Weighing Continuous Therapy Options for CLL
- BTK inhibitors acalabrutinib (Calquence) and zanubrutinib (Brukinsa) are next-generation treatments for chronic lymphocytic leukemia (CLL), and they’ve shown promise for progression-free survival.
- Choosing between acalabrutinib and zanubrutinib may rest on the amount of time a patient is willing to devote to treatment and their aversion to specific side effects of the drugs.
- Dr. Adam Kittai, an associate professor of medicine at Mount Sinai, tells SurvivorNet Connect, “There is not much to differentiate between the two drugs.” Thus, the potential side effects weigh heavily on which drug he prescribes.
As you continue to provide optimal treatment for your chronic lymphocytic leukemia (CLL) patients, you’ll likely be faced with the need for continuous therapy. The bruton tyrosine kinase (BTK) inhibitors acalabrutinib (Calquence) and zanubrutinib (Brukinsa) are next-generation treatments that have shown promise for progression-free survival during clinical trials.
Although the two BTK inhibitor drugs are similar in binding to the BTK proteins, preventing them from supporting cancer cell growth, choosing which one to prescribe could depend on patient preference and side effect profiles.

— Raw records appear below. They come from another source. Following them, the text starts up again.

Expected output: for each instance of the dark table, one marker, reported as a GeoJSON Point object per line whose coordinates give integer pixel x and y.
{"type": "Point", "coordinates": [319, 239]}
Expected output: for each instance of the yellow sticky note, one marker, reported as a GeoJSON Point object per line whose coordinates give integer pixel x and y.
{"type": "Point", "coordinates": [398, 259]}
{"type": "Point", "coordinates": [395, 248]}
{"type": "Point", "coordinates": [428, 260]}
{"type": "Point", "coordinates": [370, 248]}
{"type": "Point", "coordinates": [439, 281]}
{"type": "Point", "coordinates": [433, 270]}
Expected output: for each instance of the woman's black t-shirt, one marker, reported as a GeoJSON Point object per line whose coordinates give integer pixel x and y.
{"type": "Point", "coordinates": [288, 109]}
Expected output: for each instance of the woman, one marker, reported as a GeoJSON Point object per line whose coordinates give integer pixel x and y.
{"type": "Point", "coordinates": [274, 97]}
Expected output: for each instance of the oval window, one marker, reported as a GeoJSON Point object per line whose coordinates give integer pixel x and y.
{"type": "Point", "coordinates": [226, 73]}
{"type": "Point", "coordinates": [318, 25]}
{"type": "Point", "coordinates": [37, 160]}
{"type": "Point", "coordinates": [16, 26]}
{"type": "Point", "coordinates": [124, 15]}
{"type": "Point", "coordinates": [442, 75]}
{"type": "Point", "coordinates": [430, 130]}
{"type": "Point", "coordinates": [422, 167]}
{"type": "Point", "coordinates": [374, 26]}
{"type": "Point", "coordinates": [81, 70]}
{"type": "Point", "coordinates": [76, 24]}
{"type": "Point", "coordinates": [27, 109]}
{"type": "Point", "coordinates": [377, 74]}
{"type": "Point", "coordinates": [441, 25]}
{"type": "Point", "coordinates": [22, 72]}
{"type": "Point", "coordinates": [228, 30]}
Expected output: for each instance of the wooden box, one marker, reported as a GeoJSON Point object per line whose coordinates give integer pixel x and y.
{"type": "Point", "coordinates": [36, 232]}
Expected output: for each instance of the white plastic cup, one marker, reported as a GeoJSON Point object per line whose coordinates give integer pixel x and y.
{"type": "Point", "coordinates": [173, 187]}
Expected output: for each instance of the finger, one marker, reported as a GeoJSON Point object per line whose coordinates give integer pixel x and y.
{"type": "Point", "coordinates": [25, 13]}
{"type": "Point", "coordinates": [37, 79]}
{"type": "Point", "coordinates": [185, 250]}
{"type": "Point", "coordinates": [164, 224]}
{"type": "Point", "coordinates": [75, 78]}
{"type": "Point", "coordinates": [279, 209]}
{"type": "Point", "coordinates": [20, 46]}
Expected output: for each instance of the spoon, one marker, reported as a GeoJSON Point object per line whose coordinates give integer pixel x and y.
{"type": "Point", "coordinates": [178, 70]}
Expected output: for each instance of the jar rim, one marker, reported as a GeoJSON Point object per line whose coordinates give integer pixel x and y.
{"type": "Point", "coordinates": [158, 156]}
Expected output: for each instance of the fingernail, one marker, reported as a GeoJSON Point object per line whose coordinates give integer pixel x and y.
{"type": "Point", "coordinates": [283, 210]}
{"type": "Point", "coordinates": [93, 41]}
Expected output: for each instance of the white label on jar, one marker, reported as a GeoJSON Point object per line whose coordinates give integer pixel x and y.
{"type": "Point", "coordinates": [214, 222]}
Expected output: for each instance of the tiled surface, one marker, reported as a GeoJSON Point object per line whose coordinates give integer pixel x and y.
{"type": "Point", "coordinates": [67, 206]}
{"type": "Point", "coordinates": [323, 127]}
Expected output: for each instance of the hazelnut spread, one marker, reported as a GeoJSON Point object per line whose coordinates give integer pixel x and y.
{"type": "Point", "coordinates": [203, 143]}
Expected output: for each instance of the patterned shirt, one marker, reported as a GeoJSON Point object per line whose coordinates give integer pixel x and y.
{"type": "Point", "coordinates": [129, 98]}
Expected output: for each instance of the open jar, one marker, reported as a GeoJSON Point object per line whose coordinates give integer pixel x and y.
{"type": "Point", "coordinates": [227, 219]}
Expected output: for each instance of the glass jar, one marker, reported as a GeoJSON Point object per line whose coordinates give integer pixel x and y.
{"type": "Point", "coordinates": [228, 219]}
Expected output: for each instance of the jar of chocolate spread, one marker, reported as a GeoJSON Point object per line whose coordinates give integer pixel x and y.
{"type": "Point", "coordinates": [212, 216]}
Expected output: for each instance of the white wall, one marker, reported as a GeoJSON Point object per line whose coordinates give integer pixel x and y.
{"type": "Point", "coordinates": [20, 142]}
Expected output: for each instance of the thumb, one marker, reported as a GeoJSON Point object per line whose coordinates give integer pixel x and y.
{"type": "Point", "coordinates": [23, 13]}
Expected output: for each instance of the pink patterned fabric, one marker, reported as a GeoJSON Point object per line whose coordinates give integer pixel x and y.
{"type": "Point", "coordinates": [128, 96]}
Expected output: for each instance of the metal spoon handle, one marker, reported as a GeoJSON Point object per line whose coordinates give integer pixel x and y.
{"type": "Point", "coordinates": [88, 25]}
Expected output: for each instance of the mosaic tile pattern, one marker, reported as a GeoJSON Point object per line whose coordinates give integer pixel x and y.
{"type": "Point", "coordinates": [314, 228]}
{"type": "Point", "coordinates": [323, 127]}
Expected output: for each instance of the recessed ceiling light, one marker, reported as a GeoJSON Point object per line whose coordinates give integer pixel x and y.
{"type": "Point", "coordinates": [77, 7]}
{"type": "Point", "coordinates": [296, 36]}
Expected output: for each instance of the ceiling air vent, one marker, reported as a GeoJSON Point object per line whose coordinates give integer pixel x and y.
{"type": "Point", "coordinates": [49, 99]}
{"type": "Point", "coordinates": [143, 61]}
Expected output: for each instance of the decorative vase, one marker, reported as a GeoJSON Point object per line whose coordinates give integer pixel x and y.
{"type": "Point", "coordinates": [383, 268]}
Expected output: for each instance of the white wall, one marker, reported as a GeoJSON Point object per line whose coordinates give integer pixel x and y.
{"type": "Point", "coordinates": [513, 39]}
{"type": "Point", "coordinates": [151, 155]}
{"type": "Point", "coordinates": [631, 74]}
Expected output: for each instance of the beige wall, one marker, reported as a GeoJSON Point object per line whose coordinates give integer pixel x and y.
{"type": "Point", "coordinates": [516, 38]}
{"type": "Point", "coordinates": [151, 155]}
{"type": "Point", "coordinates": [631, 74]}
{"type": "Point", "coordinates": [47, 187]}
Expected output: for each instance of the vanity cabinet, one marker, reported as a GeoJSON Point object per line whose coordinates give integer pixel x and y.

Dr. Adam Kittai, Associate Professor of Medicine (Hematology and Medical Oncology) at Mount Sinai in New York, tells SurvivorNet Connect his approach to choosing between the two rests on what his patient prefers.
“Do they want a time-limited therapy, or do they want a continuous therapy? And really patient preference is what I use to determine what to treat that patient with,” Dr. Kittai explains.
“Acalabrutinib versus zanubrutinib. It’s really up in the air. In my opinion. These two drugs are very similar. The only thing that we note that is different between these two drugs is that in the second line, Zanubrutinib did show an efficacy benefit compared to ibrutinib for all comers, whereas when acalabrutinib was compared to ibrutinib, no efficacy benefit was shown,” he adds.
“But this was in a high-risk group of patients with deletion 17 P and deletion 11 Q. So now when I’m thinking in the frontline, really there’s not much to differentiate between the two drugs, but mostly I go by their side effect profile.”
The Side Effect Profile
The FDA approved Zanubrutinib based on the results of two phase III clinical trials, the ALPINE and SEQUOIA.
The most common side effects for Zanubrutinib include:
- Common cold-like symptoms
- Constipation
- Diarrhea
- Nausea and Vomiting
- Tiredness
- Pains in bones, joints, muscles, neck, or back
- Spasms in muscles
- Headaches
Although very unlikely, some people may experience severe and/or life-threatening side effects, which include but are not limited to:
- Significantly elevated blood pressure that leads to headaches, dizziness, and changes in vision
- Blood in bowel movements
- Bleeding from the gums
- Easy bruising and bleeding after minor traumas
- Chest pain or pressure
- Shortness of breath
- Serious infections
- Reactivation of hepatitis B in patients who carry the virus
- Allergic reaction with symptoms such as rash, hives, swelling, itchiness, wheezing, and trouble breathing.
- Development of new cancers
- Harm to unborn babies
Known side effects of Acalabrutinib include:
- Headache
- Nausea
- Vomiting
- Constipation
- Diarrhea
- Abdominal pain
- Rash
- Light bruising or small red or purple spots on the skin
- Joint or muscle pain
- Extreme tiredness
Dr. Kittai says that while assessing his patient profiles, he notes their aversion to certain symptoms, like headaches, which is a potential side effect of the BTK inhibitors.
“Typically, I might avoid acalabrutinib in somebody who has chronic headaches, which I don’t want that to exacerbate, and Zanubrutinib seems to have more hypertension,” Dr. Kittai said.
Dr. Kittai advised doctors in the CLL community to familiarize themselves with Acalabrutinib and Zanubrutinib.
“Once you get familiar with one drug, you know how to dose, reduce it, dose hold it, know what side effects to tell your patients about,” Dr. Kittai said.